Warrants.  The warrant to purchase 69,930 shares of Company common stock issued in connection with the acquisition of AutoUSA on January 13, 2014 (“AutoUSA Acquisition Date”) was valued at $7.35 per share for a total value of $0.5 million (“AutoUSA Warrant”).  The Company used an option pricing model to determine the value of the AutoUSA Warrant.  Key assumptions used in valuing the AutoUSA Warrant are as follows: risk-free rate of 1.6%, stock price volatility of 65.0% and a term of 5.0 years.  The AutoUSA Warrant was valued based on long-term stock price volatilities of the Company.  The exercise price of the AutoUSA Warrant is $14.30 per share (as may be adjusted for stock splits, stock dividends, combinations and other similar events).  The AutoUSA Warrant became exercisable on January 13, 2017 and expires on January 13, 2019.  The right to exercise the AutoUSA Warrant is accelerated in the event of a change in control of the Company.

 

The warrant to purchase up to 148,240 shares of Series B Preferred Stock issued in connection with the acquisition of AutoWeb, Inc. (“AutoWeb Warrant”) was valued at $1.72 per share for a total value of $2.5 million.  The Company used an option pricing model to determine the value of the AutoWeb Warrant.  Key assumptions used in valuing the AutoWeb Warrant are as follows: risk-free rate of 1.9%, stock price volatility of 74.0% and a term of 7.0 years.  The AutoWeb Warrant was valued based on long-term stock price volatilities of the Company’s Common Stock.  On June 22, 2017, the Company received stockholder approval which resulted in the automatic conversion of the AutoWeb Warrant into warrants to acquire up to 1,482,400 shares of Common Stock at an exercise price of $18.45 per share of Common Stock.
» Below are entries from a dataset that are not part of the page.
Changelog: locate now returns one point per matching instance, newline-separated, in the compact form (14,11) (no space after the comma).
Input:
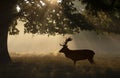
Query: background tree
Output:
(49,17)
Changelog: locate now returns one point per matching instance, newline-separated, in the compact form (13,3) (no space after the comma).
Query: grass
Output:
(51,66)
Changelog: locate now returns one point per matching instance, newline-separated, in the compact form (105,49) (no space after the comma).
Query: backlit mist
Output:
(107,44)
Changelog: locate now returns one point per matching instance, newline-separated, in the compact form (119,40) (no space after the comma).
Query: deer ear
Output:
(60,44)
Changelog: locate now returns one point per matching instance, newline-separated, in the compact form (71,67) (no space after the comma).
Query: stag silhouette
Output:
(77,55)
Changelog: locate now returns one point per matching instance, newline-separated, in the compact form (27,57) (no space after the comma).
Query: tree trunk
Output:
(4,55)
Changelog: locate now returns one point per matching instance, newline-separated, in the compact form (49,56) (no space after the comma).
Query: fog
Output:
(107,44)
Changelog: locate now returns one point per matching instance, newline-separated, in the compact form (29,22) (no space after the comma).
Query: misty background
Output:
(107,44)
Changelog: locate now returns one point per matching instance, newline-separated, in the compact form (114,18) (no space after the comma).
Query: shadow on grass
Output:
(58,67)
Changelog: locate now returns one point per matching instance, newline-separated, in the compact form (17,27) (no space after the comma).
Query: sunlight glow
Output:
(43,4)
(18,8)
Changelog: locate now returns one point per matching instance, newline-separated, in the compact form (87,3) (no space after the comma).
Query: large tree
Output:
(48,17)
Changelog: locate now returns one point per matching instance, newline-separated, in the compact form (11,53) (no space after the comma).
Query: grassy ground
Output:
(51,66)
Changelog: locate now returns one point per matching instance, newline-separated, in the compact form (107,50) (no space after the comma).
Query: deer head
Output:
(65,47)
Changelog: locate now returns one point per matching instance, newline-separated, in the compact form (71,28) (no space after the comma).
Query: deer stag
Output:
(77,55)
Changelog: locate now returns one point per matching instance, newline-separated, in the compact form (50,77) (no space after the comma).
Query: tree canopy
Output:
(52,17)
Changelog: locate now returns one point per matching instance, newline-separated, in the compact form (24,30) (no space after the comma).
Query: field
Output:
(57,66)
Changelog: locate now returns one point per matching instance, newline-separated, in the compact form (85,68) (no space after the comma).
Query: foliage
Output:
(50,17)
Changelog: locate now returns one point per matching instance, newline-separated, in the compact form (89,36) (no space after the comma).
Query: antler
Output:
(67,40)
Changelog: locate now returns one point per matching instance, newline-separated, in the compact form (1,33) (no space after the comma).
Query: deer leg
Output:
(74,62)
(91,60)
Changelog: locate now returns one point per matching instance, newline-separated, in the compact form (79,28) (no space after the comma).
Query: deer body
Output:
(77,55)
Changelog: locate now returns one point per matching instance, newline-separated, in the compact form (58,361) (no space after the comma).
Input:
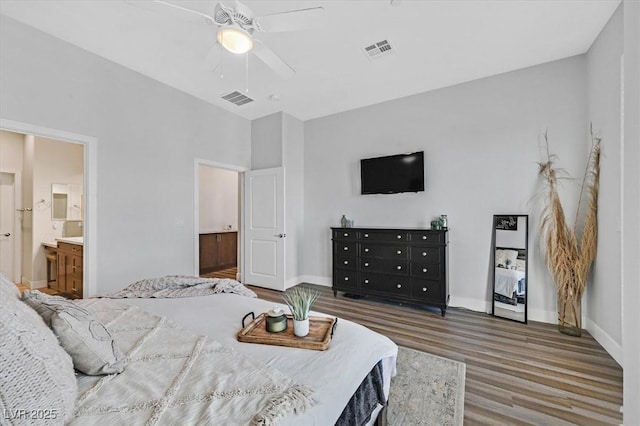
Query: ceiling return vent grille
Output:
(378,50)
(237,98)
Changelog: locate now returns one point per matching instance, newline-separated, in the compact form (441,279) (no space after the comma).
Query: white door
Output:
(7,222)
(264,233)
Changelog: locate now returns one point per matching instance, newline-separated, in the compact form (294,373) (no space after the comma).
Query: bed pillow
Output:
(81,334)
(36,373)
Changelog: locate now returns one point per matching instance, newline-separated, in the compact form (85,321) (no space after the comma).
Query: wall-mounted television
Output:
(392,174)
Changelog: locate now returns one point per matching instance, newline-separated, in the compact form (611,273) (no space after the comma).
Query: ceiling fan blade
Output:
(274,62)
(293,20)
(188,13)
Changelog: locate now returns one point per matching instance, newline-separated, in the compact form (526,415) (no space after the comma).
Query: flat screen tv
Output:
(392,174)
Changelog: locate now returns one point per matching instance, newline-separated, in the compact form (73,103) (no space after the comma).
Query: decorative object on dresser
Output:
(401,265)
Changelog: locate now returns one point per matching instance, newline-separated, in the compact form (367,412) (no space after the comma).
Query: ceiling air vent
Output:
(237,98)
(378,50)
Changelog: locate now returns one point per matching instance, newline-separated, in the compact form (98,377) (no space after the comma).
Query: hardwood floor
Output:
(230,273)
(516,374)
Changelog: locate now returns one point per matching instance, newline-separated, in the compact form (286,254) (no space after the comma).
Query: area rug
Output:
(428,390)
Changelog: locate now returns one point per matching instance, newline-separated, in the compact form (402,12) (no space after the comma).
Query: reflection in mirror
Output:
(66,201)
(510,258)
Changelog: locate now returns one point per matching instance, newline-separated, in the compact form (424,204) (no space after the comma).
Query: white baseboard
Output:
(309,279)
(317,280)
(611,346)
(472,304)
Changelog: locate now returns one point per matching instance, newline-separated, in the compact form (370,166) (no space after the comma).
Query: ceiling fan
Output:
(237,24)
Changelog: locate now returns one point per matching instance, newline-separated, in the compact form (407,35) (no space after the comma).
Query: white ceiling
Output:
(435,43)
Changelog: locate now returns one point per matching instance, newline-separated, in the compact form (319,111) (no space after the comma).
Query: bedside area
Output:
(65,266)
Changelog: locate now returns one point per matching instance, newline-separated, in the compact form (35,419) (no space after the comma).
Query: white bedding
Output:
(334,374)
(506,281)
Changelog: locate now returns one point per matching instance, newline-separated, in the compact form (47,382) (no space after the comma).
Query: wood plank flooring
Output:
(516,374)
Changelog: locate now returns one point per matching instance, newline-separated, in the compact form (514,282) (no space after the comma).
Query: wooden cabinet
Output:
(402,265)
(70,270)
(218,251)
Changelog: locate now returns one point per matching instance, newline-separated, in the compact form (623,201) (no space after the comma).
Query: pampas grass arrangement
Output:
(300,300)
(569,256)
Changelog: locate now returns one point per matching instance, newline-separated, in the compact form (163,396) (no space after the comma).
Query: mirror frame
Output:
(494,246)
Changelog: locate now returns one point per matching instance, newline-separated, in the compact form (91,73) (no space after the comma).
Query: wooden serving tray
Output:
(319,337)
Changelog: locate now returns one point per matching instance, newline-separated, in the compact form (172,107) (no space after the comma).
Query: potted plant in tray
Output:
(300,300)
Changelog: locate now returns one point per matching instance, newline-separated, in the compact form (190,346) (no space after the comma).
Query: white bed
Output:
(334,374)
(155,366)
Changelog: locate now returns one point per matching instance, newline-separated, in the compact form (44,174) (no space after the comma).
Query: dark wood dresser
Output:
(218,251)
(400,265)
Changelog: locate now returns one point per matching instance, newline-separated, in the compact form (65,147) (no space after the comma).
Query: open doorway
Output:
(43,203)
(218,208)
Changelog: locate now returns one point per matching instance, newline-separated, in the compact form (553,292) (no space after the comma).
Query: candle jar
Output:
(276,320)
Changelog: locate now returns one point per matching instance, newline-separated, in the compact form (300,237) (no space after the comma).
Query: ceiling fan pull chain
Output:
(246,72)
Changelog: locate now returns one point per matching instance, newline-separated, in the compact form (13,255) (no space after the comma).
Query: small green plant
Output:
(300,300)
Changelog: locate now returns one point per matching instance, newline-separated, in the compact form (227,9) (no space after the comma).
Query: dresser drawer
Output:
(384,266)
(343,248)
(390,284)
(426,290)
(343,278)
(425,236)
(425,254)
(346,261)
(425,270)
(387,236)
(344,234)
(390,252)
(71,248)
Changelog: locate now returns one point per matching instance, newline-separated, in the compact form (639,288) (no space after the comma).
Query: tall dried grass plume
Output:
(569,256)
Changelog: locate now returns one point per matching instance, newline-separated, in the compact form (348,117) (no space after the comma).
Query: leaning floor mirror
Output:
(510,261)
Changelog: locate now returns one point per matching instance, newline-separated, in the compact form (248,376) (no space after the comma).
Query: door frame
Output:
(196,211)
(90,178)
(17,228)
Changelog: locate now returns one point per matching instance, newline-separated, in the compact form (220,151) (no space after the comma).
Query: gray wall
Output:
(631,207)
(482,141)
(148,136)
(603,296)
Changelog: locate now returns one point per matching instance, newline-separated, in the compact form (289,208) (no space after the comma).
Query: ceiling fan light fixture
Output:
(234,39)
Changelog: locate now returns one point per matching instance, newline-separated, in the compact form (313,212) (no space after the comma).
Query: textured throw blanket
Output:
(181,286)
(174,377)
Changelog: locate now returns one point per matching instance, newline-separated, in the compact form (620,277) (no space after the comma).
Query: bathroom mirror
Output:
(66,201)
(510,263)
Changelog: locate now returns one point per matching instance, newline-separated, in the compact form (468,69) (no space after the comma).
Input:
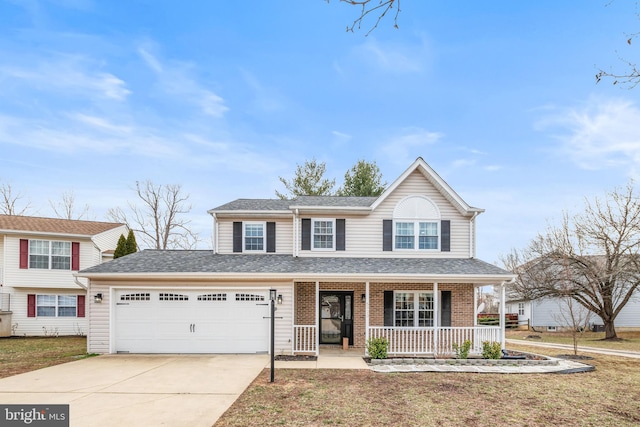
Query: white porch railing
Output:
(416,341)
(304,339)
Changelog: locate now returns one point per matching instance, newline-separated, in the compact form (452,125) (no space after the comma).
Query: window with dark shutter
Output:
(237,237)
(445,228)
(388,308)
(306,234)
(445,308)
(31,305)
(387,235)
(271,237)
(75,256)
(81,305)
(340,235)
(24,256)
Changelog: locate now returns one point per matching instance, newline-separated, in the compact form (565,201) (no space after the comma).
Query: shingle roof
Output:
(54,225)
(189,261)
(282,205)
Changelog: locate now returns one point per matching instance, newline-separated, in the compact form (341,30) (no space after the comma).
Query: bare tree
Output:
(373,8)
(630,76)
(575,316)
(10,202)
(592,257)
(66,207)
(159,220)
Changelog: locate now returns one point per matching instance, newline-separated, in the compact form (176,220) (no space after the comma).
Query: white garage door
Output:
(193,321)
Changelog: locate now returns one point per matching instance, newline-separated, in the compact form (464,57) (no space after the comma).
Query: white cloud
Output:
(72,74)
(176,79)
(599,135)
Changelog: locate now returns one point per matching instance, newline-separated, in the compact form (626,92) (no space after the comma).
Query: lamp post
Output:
(272,296)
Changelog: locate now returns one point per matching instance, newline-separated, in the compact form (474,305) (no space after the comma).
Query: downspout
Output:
(214,237)
(472,240)
(296,232)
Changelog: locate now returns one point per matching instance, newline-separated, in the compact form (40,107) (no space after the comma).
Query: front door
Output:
(336,317)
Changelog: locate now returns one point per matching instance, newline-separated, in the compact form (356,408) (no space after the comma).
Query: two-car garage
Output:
(190,320)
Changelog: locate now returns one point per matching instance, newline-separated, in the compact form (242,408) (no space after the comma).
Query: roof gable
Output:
(31,224)
(440,185)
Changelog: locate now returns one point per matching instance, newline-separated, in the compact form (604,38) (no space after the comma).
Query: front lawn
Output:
(23,354)
(608,396)
(629,341)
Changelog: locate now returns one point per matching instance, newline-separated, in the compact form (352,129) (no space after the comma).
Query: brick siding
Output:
(306,306)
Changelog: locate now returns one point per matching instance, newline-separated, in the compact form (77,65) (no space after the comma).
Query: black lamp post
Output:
(272,296)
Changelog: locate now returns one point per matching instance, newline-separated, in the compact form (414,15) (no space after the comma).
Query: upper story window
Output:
(324,236)
(254,236)
(49,254)
(416,224)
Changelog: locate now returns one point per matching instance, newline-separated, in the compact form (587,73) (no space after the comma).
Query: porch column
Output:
(436,315)
(366,317)
(475,306)
(502,313)
(317,318)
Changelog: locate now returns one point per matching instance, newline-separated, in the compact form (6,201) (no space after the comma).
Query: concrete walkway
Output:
(582,349)
(139,390)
The AutoWeb Warrant becomes exercisable on October 1, 2018, subject to the following vesting conditions: (i) with respect to the first one-third (1/3) of the warrant shares, if at any time after the issuance date of the AutoWeb Warrant and prior to the expiration date of the AutoWeb Warrant the weighted average closing price of the Common Stock for the preceding 30 trading days (adjusted for any stock splits, stock dividends, reverse stock splits or combinations of the Common Stock occurring after the issuance date) (“Weighted Average Closing Price”) is at or above $30.00; (ii) with respect to the second one-third (1/3) of the warrant shares, if at any time after the issuance date of the AutoWeb Warrant and prior to the expiration date the Weighted Average Closing Price is at or above $37.50; and (iii) with respect to the last one-third (1/3) of the warrant shares, if at any time after the issuance date of the AutoWeb Warrant and prior to the expiration date the Weighted Average Closing Price is at or above $45.00.  The AutoWeb Warrant expires on October 1, 2022.